Chart 1. Time course of total returns: All panels show the time course of monthly total returns from a market sector (black dashed line), older ETF (solid blue line), and newer ETF (solid orange line). ETFs are identified by 3-letter trading symbols. Total returns were set to 0% at inception of the newer ETF.

In chart 1, any spread between an ETF and its market sector illustrates the difference in investment performance. Smaller spreads, and therefore closer matches to sector performance, occurred among ETFs aligned to the precious metals and emerging markets stock sectors. Wider spreads appeared when AGG outperformed the U.S. Bond sector by 3-15 percentage points during the 2008 Credit crisis; also when VNQ and REZ consistently underperformed the Equity REIT sector by an average 8 percentage points.

Correlations. Chart 2 shows the correlation of returns between an ETF and its market index.

ETFpf2

Chart 2, Correlation of total returns: ETFs are identified by 3-letter trading symbols.
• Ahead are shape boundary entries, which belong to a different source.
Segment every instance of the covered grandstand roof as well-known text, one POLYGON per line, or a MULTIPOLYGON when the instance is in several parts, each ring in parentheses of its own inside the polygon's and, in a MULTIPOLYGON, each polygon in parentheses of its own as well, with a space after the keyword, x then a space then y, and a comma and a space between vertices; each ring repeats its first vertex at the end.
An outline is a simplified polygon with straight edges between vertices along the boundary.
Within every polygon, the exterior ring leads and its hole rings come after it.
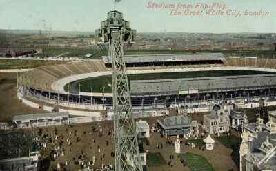
MULTIPOLYGON (((110 56, 102 57, 104 63, 110 63, 110 56)), ((222 53, 187 53, 168 54, 125 55, 126 63, 175 62, 189 61, 217 61, 224 59, 222 53)))
POLYGON ((193 94, 267 87, 276 87, 276 74, 130 81, 133 94, 193 94))

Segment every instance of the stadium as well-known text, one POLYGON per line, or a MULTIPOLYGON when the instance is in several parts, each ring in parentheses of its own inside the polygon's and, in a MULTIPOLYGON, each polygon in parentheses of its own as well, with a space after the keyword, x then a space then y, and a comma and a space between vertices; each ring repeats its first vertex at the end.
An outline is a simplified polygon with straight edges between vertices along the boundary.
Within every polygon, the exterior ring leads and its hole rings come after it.
MULTIPOLYGON (((187 53, 126 55, 124 60, 137 113, 240 99, 253 108, 275 100, 274 59, 187 53)), ((18 76, 18 97, 45 110, 100 116, 112 111, 111 74, 108 56, 39 67, 18 76)))

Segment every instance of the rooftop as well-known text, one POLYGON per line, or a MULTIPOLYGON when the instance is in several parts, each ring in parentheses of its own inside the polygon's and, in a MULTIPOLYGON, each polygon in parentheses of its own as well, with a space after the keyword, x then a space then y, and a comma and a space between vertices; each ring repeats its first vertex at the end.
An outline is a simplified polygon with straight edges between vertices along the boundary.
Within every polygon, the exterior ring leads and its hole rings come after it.
POLYGON ((275 87, 276 74, 156 80, 132 80, 132 94, 192 94, 218 90, 275 87))
MULTIPOLYGON (((110 56, 102 57, 104 63, 111 63, 110 56)), ((126 63, 171 62, 189 61, 211 61, 224 59, 222 53, 187 53, 167 54, 124 55, 126 63)))
POLYGON ((65 112, 52 112, 52 113, 43 113, 43 114, 24 114, 17 115, 13 117, 13 121, 21 121, 26 120, 35 120, 35 119, 44 119, 48 118, 55 117, 68 117, 69 114, 65 112))

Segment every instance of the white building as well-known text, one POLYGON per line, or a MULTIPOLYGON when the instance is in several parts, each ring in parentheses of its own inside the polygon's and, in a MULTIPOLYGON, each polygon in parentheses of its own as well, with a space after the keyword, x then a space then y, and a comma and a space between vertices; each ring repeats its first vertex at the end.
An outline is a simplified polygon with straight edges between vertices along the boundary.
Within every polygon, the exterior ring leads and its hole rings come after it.
POLYGON ((243 124, 239 150, 240 170, 276 170, 275 112, 268 112, 269 121, 264 124, 258 118, 255 123, 243 124))
POLYGON ((230 130, 230 109, 226 105, 215 105, 210 114, 204 116, 204 129, 210 134, 228 132, 230 130))
POLYGON ((212 150, 214 148, 215 140, 212 139, 210 134, 204 139, 203 141, 205 143, 206 150, 212 150))
POLYGON ((146 121, 136 122, 136 132, 139 138, 150 138, 150 125, 146 121))
POLYGON ((238 129, 242 127, 242 121, 244 120, 244 112, 232 110, 230 119, 231 121, 231 128, 238 129))
POLYGON ((17 128, 43 127, 67 124, 68 112, 52 112, 35 114, 17 115, 12 121, 17 128))
POLYGON ((0 160, 0 170, 38 170, 39 152, 28 157, 0 160))

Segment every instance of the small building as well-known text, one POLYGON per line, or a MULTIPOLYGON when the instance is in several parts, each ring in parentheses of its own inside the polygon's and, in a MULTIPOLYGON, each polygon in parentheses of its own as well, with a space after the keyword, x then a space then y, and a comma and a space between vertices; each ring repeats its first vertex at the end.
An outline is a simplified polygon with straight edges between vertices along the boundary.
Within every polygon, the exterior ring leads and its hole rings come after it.
POLYGON ((12 121, 16 127, 23 128, 67 124, 68 118, 68 112, 52 112, 17 115, 14 117, 12 121))
POLYGON ((208 150, 212 150, 214 148, 215 140, 208 134, 206 138, 203 139, 206 144, 206 148, 208 150))
POLYGON ((197 137, 198 123, 188 116, 173 116, 165 118, 162 121, 157 120, 161 133, 166 137, 183 135, 197 137))
POLYGON ((27 157, 0 160, 0 170, 39 170, 39 152, 27 157))
POLYGON ((236 129, 241 128, 244 117, 244 114, 243 112, 232 110, 230 115, 231 128, 236 129))
POLYGON ((228 132, 230 130, 230 109, 215 105, 210 114, 204 116, 204 129, 210 134, 228 132))
POLYGON ((0 130, 6 130, 10 129, 8 123, 0 122, 0 130))
POLYGON ((269 121, 258 117, 255 123, 243 123, 239 148, 240 170, 276 170, 276 114, 268 112, 269 121))
POLYGON ((139 138, 149 138, 150 125, 146 121, 140 120, 136 122, 136 132, 139 138))

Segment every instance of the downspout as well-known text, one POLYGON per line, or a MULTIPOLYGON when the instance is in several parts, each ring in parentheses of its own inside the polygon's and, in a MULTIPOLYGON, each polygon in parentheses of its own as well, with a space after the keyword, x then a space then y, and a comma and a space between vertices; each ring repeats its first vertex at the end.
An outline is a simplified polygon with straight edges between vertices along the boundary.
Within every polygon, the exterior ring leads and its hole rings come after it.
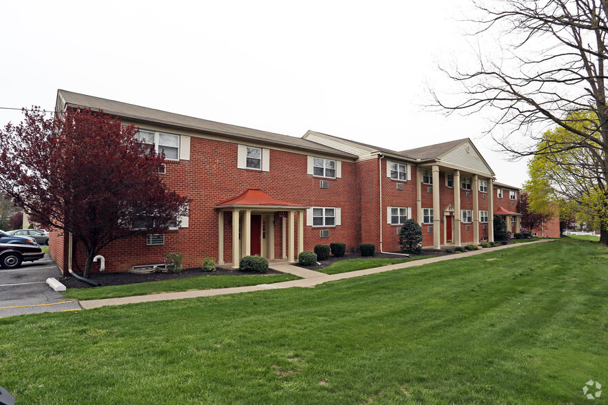
POLYGON ((405 253, 396 253, 392 251, 384 251, 382 250, 382 225, 384 223, 382 221, 382 158, 384 157, 383 154, 378 154, 378 185, 380 190, 380 253, 385 255, 396 255, 398 256, 405 256, 409 258, 409 255, 405 253))
POLYGON ((79 281, 85 282, 93 287, 99 287, 99 282, 88 280, 88 278, 85 278, 84 277, 81 277, 72 271, 72 251, 73 250, 73 249, 74 248, 72 242, 72 232, 70 232, 69 236, 68 237, 68 271, 70 273, 70 275, 72 275, 72 277, 79 281))

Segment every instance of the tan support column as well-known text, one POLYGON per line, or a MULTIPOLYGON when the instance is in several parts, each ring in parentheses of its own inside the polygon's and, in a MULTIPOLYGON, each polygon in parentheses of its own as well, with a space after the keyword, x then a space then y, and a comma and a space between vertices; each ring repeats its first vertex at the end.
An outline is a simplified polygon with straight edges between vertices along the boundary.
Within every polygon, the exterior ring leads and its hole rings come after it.
POLYGON ((433 165, 433 247, 441 249, 441 207, 439 205, 439 165, 433 165))
POLYGON ((224 211, 217 213, 217 264, 224 264, 224 211))
POLYGON ((473 245, 479 245, 479 176, 473 175, 473 245))
POLYGON ((283 217, 281 218, 281 225, 283 227, 281 229, 281 258, 283 260, 287 259, 287 218, 283 217))
POLYGON ((298 211, 298 255, 304 251, 304 211, 298 211))
POLYGON ((487 179, 487 240, 494 241, 494 185, 492 178, 487 179))
POLYGON ((239 211, 232 211, 232 268, 239 268, 241 261, 241 247, 239 246, 239 211))
POLYGON ((418 225, 422 226, 422 169, 416 167, 416 219, 418 225))
POLYGON ((454 229, 452 238, 454 246, 460 246, 460 223, 463 212, 460 211, 460 171, 454 172, 454 229))
POLYGON ((243 234, 241 238, 245 247, 245 256, 251 256, 251 209, 245 210, 243 218, 243 234))
POLYGON ((274 258, 274 216, 269 215, 266 220, 266 240, 268 241, 268 259, 274 258))
POLYGON ((294 229, 294 211, 290 211, 289 229, 290 236, 287 238, 287 261, 290 263, 295 262, 294 260, 294 239, 295 238, 295 232, 294 229))

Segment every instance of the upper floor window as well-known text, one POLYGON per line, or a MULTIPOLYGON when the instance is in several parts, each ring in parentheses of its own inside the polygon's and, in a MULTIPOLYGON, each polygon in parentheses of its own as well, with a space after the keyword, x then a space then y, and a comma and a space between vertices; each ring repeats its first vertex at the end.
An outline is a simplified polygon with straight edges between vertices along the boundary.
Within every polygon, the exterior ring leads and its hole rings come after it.
POLYGON ((140 129, 136 137, 148 150, 165 152, 165 159, 179 160, 179 135, 140 129))
POLYGON ((396 180, 407 179, 407 167, 405 165, 400 165, 391 162, 391 178, 396 180))
POLYGON ((313 158, 313 174, 321 177, 336 178, 336 160, 313 158))
POLYGON ((428 169, 423 170, 423 183, 425 184, 433 184, 433 172, 428 169))

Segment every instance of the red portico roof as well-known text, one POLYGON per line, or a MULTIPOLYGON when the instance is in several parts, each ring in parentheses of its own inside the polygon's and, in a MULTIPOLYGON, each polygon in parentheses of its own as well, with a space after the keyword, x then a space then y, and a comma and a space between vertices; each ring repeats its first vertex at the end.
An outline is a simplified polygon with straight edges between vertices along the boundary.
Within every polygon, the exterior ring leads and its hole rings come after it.
POLYGON ((498 207, 494 210, 494 214, 496 215, 509 215, 511 216, 521 216, 520 214, 513 212, 512 211, 509 211, 508 209, 505 209, 504 208, 503 208, 502 205, 498 205, 498 207))
POLYGON ((238 196, 220 201, 216 207, 231 207, 234 205, 263 206, 263 207, 294 207, 306 208, 305 205, 281 201, 273 198, 260 189, 247 189, 238 196))

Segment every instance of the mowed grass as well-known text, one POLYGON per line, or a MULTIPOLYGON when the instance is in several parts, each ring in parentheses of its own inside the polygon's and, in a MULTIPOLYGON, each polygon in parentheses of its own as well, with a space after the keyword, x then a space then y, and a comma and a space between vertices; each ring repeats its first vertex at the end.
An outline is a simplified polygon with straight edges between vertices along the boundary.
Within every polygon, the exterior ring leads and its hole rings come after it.
POLYGON ((373 269, 374 267, 381 267, 389 264, 396 264, 398 263, 406 263, 414 260, 420 260, 421 259, 429 259, 431 258, 437 257, 437 255, 427 256, 417 256, 409 259, 385 259, 385 258, 361 258, 361 259, 345 259, 335 262, 332 264, 319 270, 321 273, 325 274, 337 274, 338 273, 346 273, 347 271, 355 271, 356 270, 364 270, 365 269, 373 269))
POLYGON ((163 281, 150 281, 125 285, 101 286, 88 289, 69 289, 66 298, 99 300, 132 295, 146 295, 160 293, 173 293, 190 290, 208 290, 228 287, 272 284, 300 278, 292 274, 252 274, 247 276, 208 275, 186 277, 163 281))
POLYGON ((582 404, 608 252, 563 240, 322 284, 0 319, 19 404, 582 404))

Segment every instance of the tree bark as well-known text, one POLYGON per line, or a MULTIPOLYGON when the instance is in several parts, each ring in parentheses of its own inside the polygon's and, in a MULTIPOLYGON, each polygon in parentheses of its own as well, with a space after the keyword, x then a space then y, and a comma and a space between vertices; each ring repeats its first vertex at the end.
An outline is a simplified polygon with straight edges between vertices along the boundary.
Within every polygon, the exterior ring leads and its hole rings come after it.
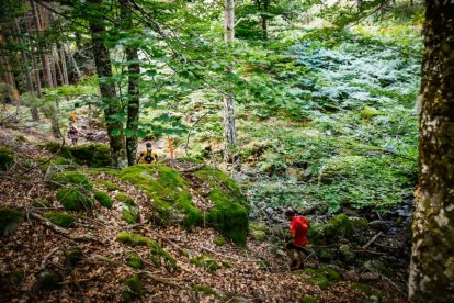
POLYGON ((454 3, 425 7, 409 299, 454 302, 454 3))
MULTIPOLYGON (((235 38, 235 3, 234 0, 226 0, 224 13, 224 41, 228 44, 235 38)), ((231 72, 232 67, 227 69, 231 72)), ((237 128, 235 121, 235 99, 231 96, 224 96, 224 160, 227 164, 234 161, 232 149, 237 144, 237 128)))
MULTIPOLYGON (((101 0, 89 0, 93 8, 99 8, 101 0)), ((99 16, 94 14, 88 18, 91 40, 93 44, 94 64, 99 78, 112 77, 112 65, 107 47, 105 46, 104 35, 105 27, 99 16)), ((113 115, 120 111, 120 102, 115 92, 113 82, 99 81, 101 98, 105 104, 104 115, 107 127, 109 142, 111 146, 111 158, 113 166, 123 168, 127 166, 125 137, 123 124, 115 120, 111 121, 113 115)))
MULTIPOLYGON (((120 0, 121 19, 125 30, 133 29, 133 19, 128 0, 120 0)), ((140 83, 140 64, 138 63, 138 49, 126 46, 126 60, 128 61, 128 86, 127 86, 127 124, 126 127, 133 131, 130 136, 126 137, 126 152, 128 165, 135 165, 137 158, 137 130, 139 121, 139 83, 140 83)))

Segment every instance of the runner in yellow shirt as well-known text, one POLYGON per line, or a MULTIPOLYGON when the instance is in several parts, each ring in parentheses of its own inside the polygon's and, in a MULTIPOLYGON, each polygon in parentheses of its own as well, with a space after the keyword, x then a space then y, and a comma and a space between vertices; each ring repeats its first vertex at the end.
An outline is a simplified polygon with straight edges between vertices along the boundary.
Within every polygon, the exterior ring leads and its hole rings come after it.
POLYGON ((158 162, 158 153, 152 150, 151 143, 147 142, 147 149, 140 152, 136 162, 156 164, 158 162))

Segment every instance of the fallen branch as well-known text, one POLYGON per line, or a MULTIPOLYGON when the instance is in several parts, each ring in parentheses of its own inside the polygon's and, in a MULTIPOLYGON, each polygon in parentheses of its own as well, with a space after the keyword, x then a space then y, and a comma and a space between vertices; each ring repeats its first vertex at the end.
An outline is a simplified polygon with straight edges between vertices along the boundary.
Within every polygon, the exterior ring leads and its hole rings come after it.
POLYGON ((371 244, 373 244, 381 235, 383 235, 383 232, 379 232, 378 234, 376 234, 375 236, 372 237, 372 239, 370 239, 363 247, 362 249, 366 249, 371 244))

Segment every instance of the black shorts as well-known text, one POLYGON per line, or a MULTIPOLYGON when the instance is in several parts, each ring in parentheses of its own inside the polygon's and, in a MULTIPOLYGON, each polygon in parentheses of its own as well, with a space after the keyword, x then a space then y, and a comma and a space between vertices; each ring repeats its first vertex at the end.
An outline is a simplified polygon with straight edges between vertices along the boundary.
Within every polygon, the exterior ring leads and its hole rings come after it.
POLYGON ((293 242, 287 243, 287 245, 285 246, 288 250, 298 250, 298 251, 304 251, 304 246, 298 246, 296 244, 294 244, 293 242))

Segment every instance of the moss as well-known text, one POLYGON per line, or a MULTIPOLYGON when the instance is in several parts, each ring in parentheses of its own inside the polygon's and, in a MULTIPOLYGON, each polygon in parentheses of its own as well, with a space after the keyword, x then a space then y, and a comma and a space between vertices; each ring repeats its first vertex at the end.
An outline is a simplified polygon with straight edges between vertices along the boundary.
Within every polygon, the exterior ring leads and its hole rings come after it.
POLYGON ((136 165, 122 170, 120 178, 128 181, 154 200, 158 223, 168 224, 182 215, 186 228, 203 222, 202 213, 191 199, 186 181, 173 169, 161 165, 136 165))
POLYGON ((57 201, 67 211, 89 211, 93 206, 93 201, 75 187, 60 189, 57 201))
POLYGON ((8 170, 13 165, 14 154, 5 147, 0 147, 0 170, 8 170))
POLYGON ((36 199, 35 202, 33 202, 33 207, 49 209, 49 207, 52 207, 52 204, 46 199, 36 199))
POLYGON ((10 272, 10 282, 14 288, 18 288, 25 278, 25 272, 20 269, 13 269, 10 272))
POLYGON ((202 255, 200 258, 192 258, 191 262, 197 267, 203 267, 207 272, 213 272, 222 268, 222 266, 208 255, 202 255))
POLYGON ((101 190, 94 190, 93 191, 94 199, 104 207, 112 209, 112 201, 109 194, 101 190))
POLYGON ((127 255, 126 265, 134 269, 139 269, 144 266, 141 262, 140 256, 136 251, 130 251, 127 255))
POLYGON ((135 206, 136 205, 136 203, 134 202, 134 199, 130 198, 130 195, 128 195, 126 193, 123 193, 123 192, 121 192, 117 195, 115 195, 115 199, 118 202, 125 203, 127 205, 132 205, 132 206, 135 206))
POLYGON ((129 207, 122 210, 123 220, 126 221, 128 224, 136 224, 138 221, 138 213, 132 211, 129 207))
POLYGON ((3 207, 0 209, 0 237, 5 237, 21 226, 23 214, 21 212, 3 207))
POLYGON ((92 188, 87 176, 80 171, 56 171, 49 176, 48 182, 54 189, 67 184, 78 186, 86 190, 91 190, 92 188))
POLYGON ((58 288, 58 283, 61 281, 60 276, 50 269, 46 269, 39 272, 38 284, 43 290, 54 290, 58 288))
POLYGON ((175 259, 172 258, 172 256, 167 252, 157 242, 154 242, 151 244, 151 249, 150 249, 150 257, 152 262, 160 267, 161 266, 161 261, 160 259, 162 258, 166 262, 166 265, 172 269, 175 270, 177 269, 177 261, 175 259))
POLYGON ((214 295, 216 298, 219 296, 219 294, 214 289, 212 289, 211 287, 207 287, 207 285, 195 284, 195 285, 192 287, 192 290, 195 291, 195 292, 202 292, 206 295, 214 295))
MULTIPOLYGON (((141 290, 141 281, 139 276, 133 274, 130 277, 127 278, 122 278, 120 279, 121 282, 125 283, 128 288, 128 292, 130 294, 130 299, 136 299, 136 298, 140 298, 143 295, 143 290, 141 290)), ((124 298, 125 299, 125 298, 124 298)))
POLYGON ((78 165, 107 167, 112 164, 111 152, 109 145, 105 144, 90 144, 76 147, 64 146, 60 149, 60 144, 49 143, 45 145, 45 148, 52 153, 59 152, 60 156, 73 159, 78 165))
POLYGON ((65 250, 65 257, 67 262, 73 267, 83 260, 83 252, 79 247, 70 247, 65 250))
POLYGON ((75 223, 75 217, 67 213, 48 212, 44 214, 44 217, 64 228, 68 228, 75 223))
POLYGON ((308 279, 308 282, 311 284, 318 285, 320 289, 326 290, 330 287, 330 282, 327 277, 325 277, 324 273, 318 272, 317 270, 313 268, 306 268, 304 269, 304 272, 310 276, 308 279))
POLYGON ((227 242, 224 237, 217 237, 213 240, 214 244, 216 244, 217 246, 223 246, 225 245, 227 242))
POLYGON ((298 300, 298 303, 318 303, 318 300, 310 295, 305 295, 298 300))
POLYGON ((95 184, 102 186, 106 188, 109 191, 121 190, 121 188, 117 184, 112 183, 110 181, 99 180, 95 181, 95 184))
POLYGON ((156 243, 150 238, 127 232, 120 232, 116 235, 116 240, 130 246, 151 246, 154 243, 156 243))
POLYGON ((220 170, 205 167, 194 173, 208 182, 208 199, 215 206, 208 212, 208 223, 236 245, 246 246, 249 226, 249 206, 238 184, 220 170))

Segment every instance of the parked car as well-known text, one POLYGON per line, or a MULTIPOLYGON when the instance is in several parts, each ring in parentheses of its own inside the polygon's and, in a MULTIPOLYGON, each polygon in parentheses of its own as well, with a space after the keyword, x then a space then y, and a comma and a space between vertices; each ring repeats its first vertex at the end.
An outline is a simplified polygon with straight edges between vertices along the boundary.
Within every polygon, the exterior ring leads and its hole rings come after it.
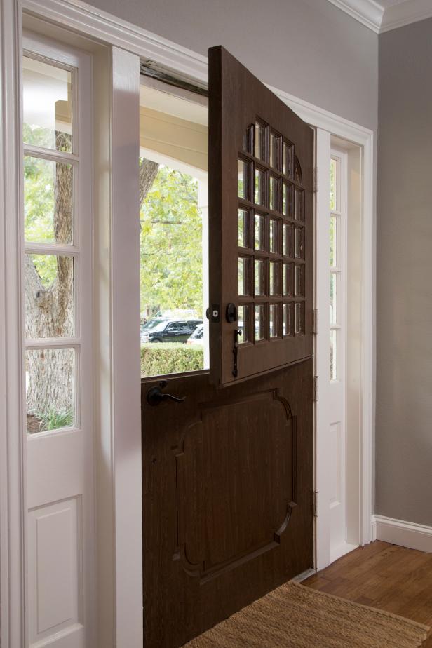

All panels compare the monthly returns of ETFs to their corresponding market sector. Monthly returns were calculated as a percentage change in market value that includes the accumulation of cash distributions from underlying holdings. The identity line shows hypothetically equal returns. “r” values are correlation coefficients for the relationship between ETF and sector returns. “r” values were not calculated for newest funds, CORP and GLTR, due to the scarcity of monthly returns.

In chart 2, the correlation coefficient (“r”) signifies the degree of alignment between concurrent monthly returns. If r were 1.0, the data would lie on an identity line where fund returns match the market returns. All r values in chart 2 were exceptionally high, which supports the visual impression from chart 1 that ETFs traced the time course of their market sectors. All of chart 2’s data except those for AGG were closely aligned to an identity line. About 12 of AGG’s monthly returns outperformed the U.S. Bond market during the 2008 Credit crisis and appear as outliers to their line of identity. The few outliers exerted no practical effect on AGG’s correlation coefficient.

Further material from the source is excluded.